【事件簿】


『ホームズと探偵都市9』




 スコットランド防衛隊のポロネーズ探偵を断ったせいで、私の手元にはあのワットソン犬が残された。

 所有物以外のロボットを一定期間置くのは、真の事件性がないアドベンチュアが発動した場合の規則のひとつだ。

 暴走探偵を監視するのも機械任せだった。

 そこらを巡回しているワットソン犬との違いがわからない私は、彼を「ジョン」と名付けた。ごく普通の呼び名だが、犬はなぜか大喜びで尻尾を振った。

 私は勧められた探偵のすべてを拒絶した。シャーロックだけでも手に余るというのに、もう一体など無謀きわまりない。

 私は二体の知的ロボットを置くことの危険性をよく知っていた。





 書類上だけでは困ると言うので、別の探偵を221Bの部屋に居候させたことがある。居住区の外から迎えられて、ミセス=ハードソン以上の基礎戦闘能力を持っている機械なら、何でもよかったのだが。

 ポロネーズ=アマゾンだ。

 それまで私は、彼らが二人きりでいるときに会話するのを聞いたことがなかった。血の濃すぎる兄弟。あるいは完全に自分自身である彼らの関係は、一風変わっていた。

 アマゾンは私の恩師の所有物だが、考え得る限りのシステムをオプティマイズされた個体である。彼の知識と能力はシャーロックを軽く上回っていた。

 機体が造られたのもかなり前で、ロボットに年齢はないが生きてる年数も倍近く違う。

 所有探偵はそう簡単に他人には貸せない。主人の日常生活や行動のなにもかもを知っており、個人シークレットを暴かれれば脅迫される危険が伴うので面倒である。

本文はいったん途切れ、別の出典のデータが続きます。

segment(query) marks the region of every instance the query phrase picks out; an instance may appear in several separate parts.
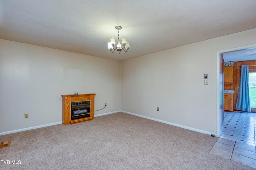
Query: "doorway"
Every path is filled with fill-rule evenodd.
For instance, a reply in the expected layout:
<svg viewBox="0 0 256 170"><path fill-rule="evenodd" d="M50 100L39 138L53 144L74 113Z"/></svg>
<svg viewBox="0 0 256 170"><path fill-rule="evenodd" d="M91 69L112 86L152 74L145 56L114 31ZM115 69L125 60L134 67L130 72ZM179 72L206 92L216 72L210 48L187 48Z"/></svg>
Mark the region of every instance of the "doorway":
<svg viewBox="0 0 256 170"><path fill-rule="evenodd" d="M225 51L218 51L217 52L217 59L219 60L219 64L218 64L218 63L217 62L217 66L218 65L219 65L220 66L219 68L218 68L217 67L217 72L218 70L219 70L219 74L217 74L217 75L219 75L219 77L217 77L217 87L219 87L220 89L218 89L218 91L220 92L220 93L217 93L217 96L218 96L218 93L219 94L219 96L217 96L217 100L218 102L218 103L219 103L219 106L218 106L217 107L218 107L219 109L218 109L218 110L219 110L219 112L217 113L217 123L218 125L217 125L217 136L218 136L218 137L220 137L220 134L221 134L221 133L222 132L223 132L223 131L223 131L223 124L222 124L222 126L221 127L221 126L220 125L221 125L221 123L222 123L222 121L223 121L223 120L222 120L222 115L224 116L224 123L226 123L226 127L228 127L228 126L226 125L226 124L231 124L232 122L232 123L234 123L234 125L236 125L236 124L238 124L238 123L236 123L236 122L238 122L239 121L239 117L240 117L241 118L242 118L242 117L244 117L244 117L248 117L248 118L249 118L249 117L250 116L252 116L252 114L251 114L250 113L248 113L248 114L249 114L249 115L248 115L248 113L247 113L247 112L246 113L242 113L242 112L240 112L240 113L239 113L239 112L238 111L235 111L234 112L230 112L230 113L228 113L228 112L223 112L223 110L222 109L222 104L223 105L223 94L221 92L222 91L222 90L223 90L223 86L224 84L222 84L221 83L221 78L223 78L223 72L222 72L222 69L221 69L221 64L222 64L221 62L222 61L221 61L221 59L222 59L222 54L228 54L228 53L232 53L232 54L234 54L234 53L235 53L237 51L239 51L239 53L244 53L245 54L246 53L248 52L248 51L250 51L250 49L254 49L253 50L252 50L252 51L255 51L255 53L254 54L254 56L248 56L248 57L253 57L254 56L254 58L246 58L246 57L246 57L246 55L244 55L244 56L245 56L243 58L241 58L241 59L239 59L239 58L236 58L236 59L230 59L230 58L228 58L228 61L227 61L226 60L226 61L225 61L225 55L224 55L223 56L223 59L224 59L224 62L226 62L226 61L237 61L238 60L240 60L240 61L246 61L246 60L256 60L256 45L254 45L253 46L247 46L247 47L241 47L240 48L237 48L236 49L229 49L229 50L225 50ZM253 53L253 51L252 52L252 53ZM236 57L236 55L233 55L234 56L234 57ZM228 57L229 57L229 56L228 56ZM228 60L230 60L229 61ZM255 69L255 75L256 76L256 69ZM256 92L256 82L255 84L252 84L252 86L253 86L253 84L255 84L255 89L253 89L253 90L255 90L255 91ZM217 89L218 90L218 89ZM234 89L234 90L236 90L236 89ZM256 99L256 96L255 96L255 98ZM235 107L235 106L234 106L234 107ZM222 115L222 114L223 114L223 115ZM254 117L254 114L255 115L255 116L256 116L256 113L252 113L252 114L253 114L253 115L252 115L252 117ZM236 120L234 120L234 119L231 119L231 117L236 117L236 119L237 119ZM226 122L225 122L225 118L226 118ZM248 120L248 119L247 119L247 120ZM227 120L227 119L228 119L228 121ZM248 122L248 121L247 121L247 122ZM230 132L231 133L230 135L230 137L233 137L233 138L235 138L234 137L232 137L232 133L235 133L235 131L236 129L235 128L238 127L235 127L236 125L235 125L234 126L232 126L232 127L233 128L233 129L229 129L229 130L230 131ZM249 129L249 128L248 127L248 128L247 128L247 129ZM247 129L245 129L247 131ZM244 130L245 130L245 129L244 129ZM218 135L218 133L219 133L218 135ZM254 133L254 131L253 131L253 133ZM234 133L234 134L235 134ZM243 135L243 134L241 134L241 135L242 135L242 136ZM227 139L228 138L228 137L226 136L226 137L223 137L225 139ZM229 137L229 139L230 139L231 138ZM232 139L231 139L230 140L232 140ZM255 140L255 139L254 139L254 140ZM239 141L240 141L240 142L241 142L241 141L242 141L242 139L240 139L240 140L239 140ZM235 141L236 141L235 140ZM244 143L245 143L245 141L244 142ZM254 143L254 145L255 145L255 143Z"/></svg>
<svg viewBox="0 0 256 170"><path fill-rule="evenodd" d="M241 47L234 49L228 49L224 50L217 51L216 52L216 136L219 137L220 134L221 121L222 121L222 117L223 116L223 93L224 84L221 83L221 80L223 80L223 69L222 69L222 62L223 62L222 59L221 54L232 53L238 51L244 51L246 50L256 49L256 45L251 45L247 46Z"/></svg>

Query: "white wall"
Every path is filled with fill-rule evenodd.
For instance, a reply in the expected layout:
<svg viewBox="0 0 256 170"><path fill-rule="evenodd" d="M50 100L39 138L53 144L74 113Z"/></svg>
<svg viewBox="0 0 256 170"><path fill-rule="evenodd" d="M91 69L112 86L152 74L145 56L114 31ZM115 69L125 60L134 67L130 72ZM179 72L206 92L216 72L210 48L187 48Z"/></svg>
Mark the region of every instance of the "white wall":
<svg viewBox="0 0 256 170"><path fill-rule="evenodd" d="M256 29L122 61L121 110L218 135L216 54L253 44Z"/></svg>
<svg viewBox="0 0 256 170"><path fill-rule="evenodd" d="M107 104L95 115L120 110L120 62L0 39L0 133L62 122L75 92Z"/></svg>

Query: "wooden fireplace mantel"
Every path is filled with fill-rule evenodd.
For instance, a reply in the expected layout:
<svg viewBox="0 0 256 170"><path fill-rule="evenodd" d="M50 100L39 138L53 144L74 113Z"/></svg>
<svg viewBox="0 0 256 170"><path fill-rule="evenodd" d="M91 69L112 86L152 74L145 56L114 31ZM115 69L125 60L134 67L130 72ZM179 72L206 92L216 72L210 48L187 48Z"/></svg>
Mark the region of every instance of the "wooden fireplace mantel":
<svg viewBox="0 0 256 170"><path fill-rule="evenodd" d="M64 125L76 123L91 120L94 118L95 94L62 95L62 124ZM90 115L89 117L71 120L71 104L72 102L84 101L90 101Z"/></svg>

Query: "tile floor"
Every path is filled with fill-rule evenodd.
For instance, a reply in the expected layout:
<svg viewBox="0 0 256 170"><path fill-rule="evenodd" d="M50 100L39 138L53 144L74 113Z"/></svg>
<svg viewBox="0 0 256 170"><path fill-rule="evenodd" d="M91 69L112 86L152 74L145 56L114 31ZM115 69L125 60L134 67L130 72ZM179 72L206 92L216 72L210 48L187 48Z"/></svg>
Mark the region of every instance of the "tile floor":
<svg viewBox="0 0 256 170"><path fill-rule="evenodd" d="M220 137L256 146L256 113L224 112Z"/></svg>
<svg viewBox="0 0 256 170"><path fill-rule="evenodd" d="M255 123L256 113L225 112L220 138L210 152L256 168Z"/></svg>

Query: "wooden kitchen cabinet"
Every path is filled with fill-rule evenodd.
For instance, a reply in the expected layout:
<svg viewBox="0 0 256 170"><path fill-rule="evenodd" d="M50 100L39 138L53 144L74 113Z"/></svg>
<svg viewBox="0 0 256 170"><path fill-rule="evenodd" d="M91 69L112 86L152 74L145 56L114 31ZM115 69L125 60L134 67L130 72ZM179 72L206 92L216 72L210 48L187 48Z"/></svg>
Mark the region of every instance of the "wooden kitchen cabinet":
<svg viewBox="0 0 256 170"><path fill-rule="evenodd" d="M234 66L225 66L223 67L224 84L233 84L234 79Z"/></svg>
<svg viewBox="0 0 256 170"><path fill-rule="evenodd" d="M224 94L224 110L233 111L233 94Z"/></svg>

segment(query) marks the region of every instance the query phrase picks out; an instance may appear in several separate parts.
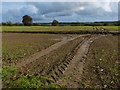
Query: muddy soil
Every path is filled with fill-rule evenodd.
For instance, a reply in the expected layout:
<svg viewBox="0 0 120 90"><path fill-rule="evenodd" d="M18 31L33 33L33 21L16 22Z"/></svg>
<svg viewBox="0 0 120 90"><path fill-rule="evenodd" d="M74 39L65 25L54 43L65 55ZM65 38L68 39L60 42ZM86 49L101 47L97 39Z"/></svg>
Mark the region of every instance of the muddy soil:
<svg viewBox="0 0 120 90"><path fill-rule="evenodd" d="M118 37L100 36L82 58L89 41L94 40L89 39L78 49L58 82L66 88L118 88Z"/></svg>

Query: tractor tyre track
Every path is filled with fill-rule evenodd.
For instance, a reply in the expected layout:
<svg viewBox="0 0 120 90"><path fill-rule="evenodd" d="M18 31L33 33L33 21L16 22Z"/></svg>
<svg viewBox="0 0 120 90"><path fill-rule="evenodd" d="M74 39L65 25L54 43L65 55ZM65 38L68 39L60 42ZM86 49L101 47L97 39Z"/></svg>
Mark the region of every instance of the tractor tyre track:
<svg viewBox="0 0 120 90"><path fill-rule="evenodd" d="M79 35L79 36L73 37L71 39L67 39L67 40L63 40L63 41L60 41L58 43L55 43L55 44L51 45L50 47L48 47L48 48L46 48L44 50L41 50L40 52L37 52L37 53L27 57L27 58L22 59L20 63L15 64L15 67L21 68L23 66L26 66L27 64L30 64L31 62L34 62L35 60L39 59L40 57L49 54L53 50L56 50L57 48L59 48L62 45L66 44L67 42L70 42L70 41L75 40L77 38L80 38L80 37L83 37L83 36L88 36L88 35L89 34L87 34L87 35Z"/></svg>
<svg viewBox="0 0 120 90"><path fill-rule="evenodd" d="M93 35L84 39L78 47L76 47L77 52L74 57L66 60L58 68L52 71L52 75L49 77L67 88L80 88L79 80L83 72L83 65L89 47L95 39L101 36L102 35ZM62 80L62 78L64 78L64 80ZM52 82L48 82L48 84L49 83Z"/></svg>

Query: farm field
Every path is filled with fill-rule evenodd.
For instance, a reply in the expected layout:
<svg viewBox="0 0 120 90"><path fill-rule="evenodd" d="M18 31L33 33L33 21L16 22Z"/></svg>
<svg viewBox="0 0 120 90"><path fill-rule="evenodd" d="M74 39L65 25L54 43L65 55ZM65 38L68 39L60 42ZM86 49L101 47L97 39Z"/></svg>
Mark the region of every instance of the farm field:
<svg viewBox="0 0 120 90"><path fill-rule="evenodd" d="M2 58L5 62L12 62L73 36L75 35L5 33L2 34Z"/></svg>
<svg viewBox="0 0 120 90"><path fill-rule="evenodd" d="M116 35L3 33L2 37L3 87L119 87Z"/></svg>
<svg viewBox="0 0 120 90"><path fill-rule="evenodd" d="M119 26L96 26L118 32ZM92 26L3 26L2 31L93 31Z"/></svg>

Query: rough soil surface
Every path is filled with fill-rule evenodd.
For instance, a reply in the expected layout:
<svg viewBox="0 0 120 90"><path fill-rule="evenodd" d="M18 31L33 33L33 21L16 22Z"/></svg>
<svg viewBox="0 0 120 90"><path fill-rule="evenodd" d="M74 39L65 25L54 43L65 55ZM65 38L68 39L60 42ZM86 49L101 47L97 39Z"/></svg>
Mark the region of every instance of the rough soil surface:
<svg viewBox="0 0 120 90"><path fill-rule="evenodd" d="M30 57L24 58L23 60L21 60L22 62L17 63L15 65L15 67L19 68L19 67L25 66L26 64L29 64L29 63L39 59L40 57L49 54L51 51L61 47L62 45L66 44L67 42L70 42L70 41L75 40L77 38L80 38L82 36L87 36L87 35L79 35L79 36L76 36L76 37L73 37L73 38L66 39L66 40L63 40L61 42L55 43L52 46L50 46L50 47L48 47L48 48L46 48L46 49L44 49L44 50L42 50L40 52L37 52L37 53L31 55Z"/></svg>
<svg viewBox="0 0 120 90"><path fill-rule="evenodd" d="M55 72L56 77L59 77L59 79L56 80L56 77L53 77L53 79L67 88L80 88L77 81L80 80L83 73L84 58L88 53L90 44L99 37L101 36L91 36L91 38L83 40L73 59L64 64L64 70L62 68L58 69L63 75L57 76L56 73L58 72Z"/></svg>

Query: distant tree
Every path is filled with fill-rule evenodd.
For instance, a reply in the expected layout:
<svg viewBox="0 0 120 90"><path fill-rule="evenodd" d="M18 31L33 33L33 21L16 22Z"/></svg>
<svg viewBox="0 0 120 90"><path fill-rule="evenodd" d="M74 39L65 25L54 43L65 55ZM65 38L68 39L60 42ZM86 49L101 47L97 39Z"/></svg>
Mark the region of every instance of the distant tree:
<svg viewBox="0 0 120 90"><path fill-rule="evenodd" d="M22 20L24 26L31 26L32 25L32 17L25 15L23 16L23 20Z"/></svg>
<svg viewBox="0 0 120 90"><path fill-rule="evenodd" d="M19 22L16 22L16 23L15 23L15 26L20 26L20 23L19 23Z"/></svg>
<svg viewBox="0 0 120 90"><path fill-rule="evenodd" d="M59 22L57 20L53 20L52 26L59 26Z"/></svg>
<svg viewBox="0 0 120 90"><path fill-rule="evenodd" d="M12 26L13 24L12 24L11 21L8 21L8 22L6 23L6 25L7 25L7 26Z"/></svg>

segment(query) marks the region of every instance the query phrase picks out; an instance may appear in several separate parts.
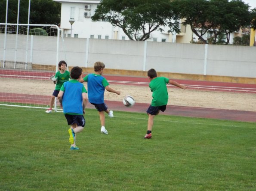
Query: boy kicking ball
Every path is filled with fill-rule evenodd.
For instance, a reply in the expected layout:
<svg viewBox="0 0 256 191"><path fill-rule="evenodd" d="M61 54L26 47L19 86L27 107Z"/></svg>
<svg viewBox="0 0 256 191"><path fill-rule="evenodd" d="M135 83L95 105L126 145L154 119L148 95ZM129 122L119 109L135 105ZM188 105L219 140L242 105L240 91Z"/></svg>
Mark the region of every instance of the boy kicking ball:
<svg viewBox="0 0 256 191"><path fill-rule="evenodd" d="M170 84L184 90L187 87L167 78L157 77L154 69L152 69L148 71L148 76L150 81L149 87L152 92L153 99L151 105L147 110L148 116L148 131L144 138L151 139L152 137L151 131L154 116L159 113L160 110L163 112L166 109L169 98L167 84Z"/></svg>
<svg viewBox="0 0 256 191"><path fill-rule="evenodd" d="M76 66L72 69L70 76L72 80L63 84L58 95L58 99L63 108L63 113L68 124L71 150L78 150L76 146L76 134L82 132L85 125L83 114L87 103L87 91L79 82L83 70Z"/></svg>

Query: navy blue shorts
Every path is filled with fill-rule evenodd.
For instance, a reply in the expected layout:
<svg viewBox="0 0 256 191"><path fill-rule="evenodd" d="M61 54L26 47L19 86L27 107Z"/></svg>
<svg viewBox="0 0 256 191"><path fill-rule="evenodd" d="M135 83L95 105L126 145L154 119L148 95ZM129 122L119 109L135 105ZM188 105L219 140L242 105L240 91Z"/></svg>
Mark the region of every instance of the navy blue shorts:
<svg viewBox="0 0 256 191"><path fill-rule="evenodd" d="M67 119L68 124L69 125L76 123L77 126L84 127L85 125L85 119L83 115L69 115L65 114L65 117Z"/></svg>
<svg viewBox="0 0 256 191"><path fill-rule="evenodd" d="M105 103L103 104L94 104L91 103L91 104L95 106L95 108L97 109L98 111L106 111L108 109L108 106Z"/></svg>
<svg viewBox="0 0 256 191"><path fill-rule="evenodd" d="M55 96L55 97L58 97L58 94L59 93L59 90L54 90L53 91L53 93L52 93L52 96Z"/></svg>
<svg viewBox="0 0 256 191"><path fill-rule="evenodd" d="M147 113L151 115L156 115L159 113L160 110L163 112L166 109L166 105L161 105L161 106L152 106L150 105L147 110Z"/></svg>

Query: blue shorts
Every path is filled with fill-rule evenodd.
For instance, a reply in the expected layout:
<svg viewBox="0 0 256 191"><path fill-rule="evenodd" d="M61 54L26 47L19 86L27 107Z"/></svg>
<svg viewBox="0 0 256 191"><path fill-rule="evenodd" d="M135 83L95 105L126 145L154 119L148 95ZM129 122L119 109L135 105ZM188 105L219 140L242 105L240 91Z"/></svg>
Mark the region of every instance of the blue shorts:
<svg viewBox="0 0 256 191"><path fill-rule="evenodd" d="M159 113L160 110L163 112L166 109L166 105L161 105L160 106L152 106L150 105L147 110L147 113L151 115L156 115Z"/></svg>
<svg viewBox="0 0 256 191"><path fill-rule="evenodd" d="M83 115L70 115L65 114L65 117L68 122L68 125L71 125L76 123L77 126L84 127L85 119Z"/></svg>
<svg viewBox="0 0 256 191"><path fill-rule="evenodd" d="M58 97L58 94L59 93L59 90L54 90L53 91L53 93L52 93L52 96L55 96L55 97Z"/></svg>
<svg viewBox="0 0 256 191"><path fill-rule="evenodd" d="M98 111L106 111L108 109L108 106L105 103L103 104L94 104L91 103L91 104L94 105L95 108L97 109Z"/></svg>

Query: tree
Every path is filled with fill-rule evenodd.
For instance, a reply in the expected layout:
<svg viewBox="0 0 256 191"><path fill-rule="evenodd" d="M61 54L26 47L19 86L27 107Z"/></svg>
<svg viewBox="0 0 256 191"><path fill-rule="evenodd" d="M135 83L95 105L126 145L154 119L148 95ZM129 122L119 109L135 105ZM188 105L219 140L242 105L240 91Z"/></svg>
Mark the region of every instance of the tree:
<svg viewBox="0 0 256 191"><path fill-rule="evenodd" d="M239 30L240 28L250 26L252 15L250 6L241 0L232 0L226 9L226 14L223 17L222 27L226 33L226 45L229 43L230 34Z"/></svg>
<svg viewBox="0 0 256 191"><path fill-rule="evenodd" d="M146 40L150 33L166 26L168 32L180 32L169 0L102 0L91 18L108 21L132 40Z"/></svg>
<svg viewBox="0 0 256 191"><path fill-rule="evenodd" d="M5 23L6 0L0 1L0 22ZM60 23L61 4L52 0L31 0L31 24L59 24ZM18 0L8 0L7 22L17 23ZM28 0L20 2L19 23L28 23Z"/></svg>

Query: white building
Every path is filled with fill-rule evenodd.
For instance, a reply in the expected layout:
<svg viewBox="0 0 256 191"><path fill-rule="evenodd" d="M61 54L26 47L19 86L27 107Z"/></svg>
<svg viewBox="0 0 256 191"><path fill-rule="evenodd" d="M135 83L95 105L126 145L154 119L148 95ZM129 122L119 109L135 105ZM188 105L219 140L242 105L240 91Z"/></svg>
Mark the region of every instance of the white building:
<svg viewBox="0 0 256 191"><path fill-rule="evenodd" d="M62 3L60 28L65 37L74 38L129 40L123 30L118 27L114 27L104 21L93 22L91 16L97 9L99 0L53 0ZM72 21L71 25L69 22ZM165 31L168 30L165 28ZM198 37L193 34L190 26L180 24L181 32L179 34L172 34L157 30L150 33L149 41L190 43L192 39L198 41ZM207 39L210 36L207 33L203 36ZM240 36L240 33L231 34L230 44L233 43L234 37Z"/></svg>
<svg viewBox="0 0 256 191"><path fill-rule="evenodd" d="M60 27L65 37L129 40L122 29L108 22L93 22L93 15L100 3L99 0L53 0L62 3ZM71 24L69 21L74 21ZM71 30L72 27L72 30ZM187 27L187 28L188 28ZM181 25L182 33L173 34L156 31L150 34L150 41L189 43L192 38L191 30ZM168 29L166 28L166 31Z"/></svg>

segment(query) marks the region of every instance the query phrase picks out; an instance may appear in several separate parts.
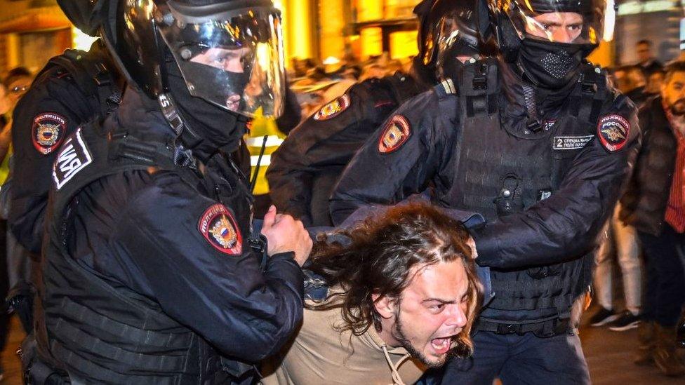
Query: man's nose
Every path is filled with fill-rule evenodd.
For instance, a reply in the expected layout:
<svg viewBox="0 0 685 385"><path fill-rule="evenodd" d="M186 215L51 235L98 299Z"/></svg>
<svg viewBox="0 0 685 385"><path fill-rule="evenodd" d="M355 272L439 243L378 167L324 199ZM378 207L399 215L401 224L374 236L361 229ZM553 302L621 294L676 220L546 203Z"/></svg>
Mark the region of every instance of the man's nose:
<svg viewBox="0 0 685 385"><path fill-rule="evenodd" d="M449 316L445 323L455 327L463 327L466 325L466 313L460 305L455 304L450 309Z"/></svg>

 師弟間の伝言役として、以前から顔見知りだったのだが。

 二体は最終的にお互いの手が届かぬ位置に引き離されるまで、言葉を交わさず瞑想していた。いつ来てもいつ見てもそうだった。

 間に人間がいるときは口を使って話したが、それは職場の同僚とする事務的な会話に終始した。私は二人は仲が悪いのかもしれぬと要らぬ気を回した。

「あいつが嫌なら別のロボットに監視させるが」

 私のポロネーズ探偵は目を見開いた。

「嫌なわけはありません。我々は完全に理解しあっています。たとえ臨時でも一緒に仕事ができると、知能回路に良い影響を与えてくれます」

「だが全く話さないだろう」

「私たちは口を使いわないだけで、よく話しています。ポロネーズ=アマゾンは饒舌なので退屈しません」

 なるほど。私は彼らに構うのをやめた。

 ポロネーズ=アマゾンはアドベンチュアの事故が起こる度にシャーロックのいい話相手になった。

 傍目には始終無言の応酬。これは大いに問題だ。

 私もシャーロックの性質をかなり学習して、そう簡単にはアドベンチュアが起こらなくなったある日。突然アマゾンが訪ねてきた。

 私は不審に思うこともなく彼を招き入れた。

「どうした。JBの伝言か?」

「私は――サー。ポロネーズ=シャーロックとおしゃべりがしたくなったのです。精神感応や画面越しではなく、直に。閣下の許可は戴いております」

 驚きだった。

 アマゾンはときどき、私がシャーロックに頼みづらい商品――例えばナポリタン関連のオークション等の肩替わり――を仕入れることに長けていた。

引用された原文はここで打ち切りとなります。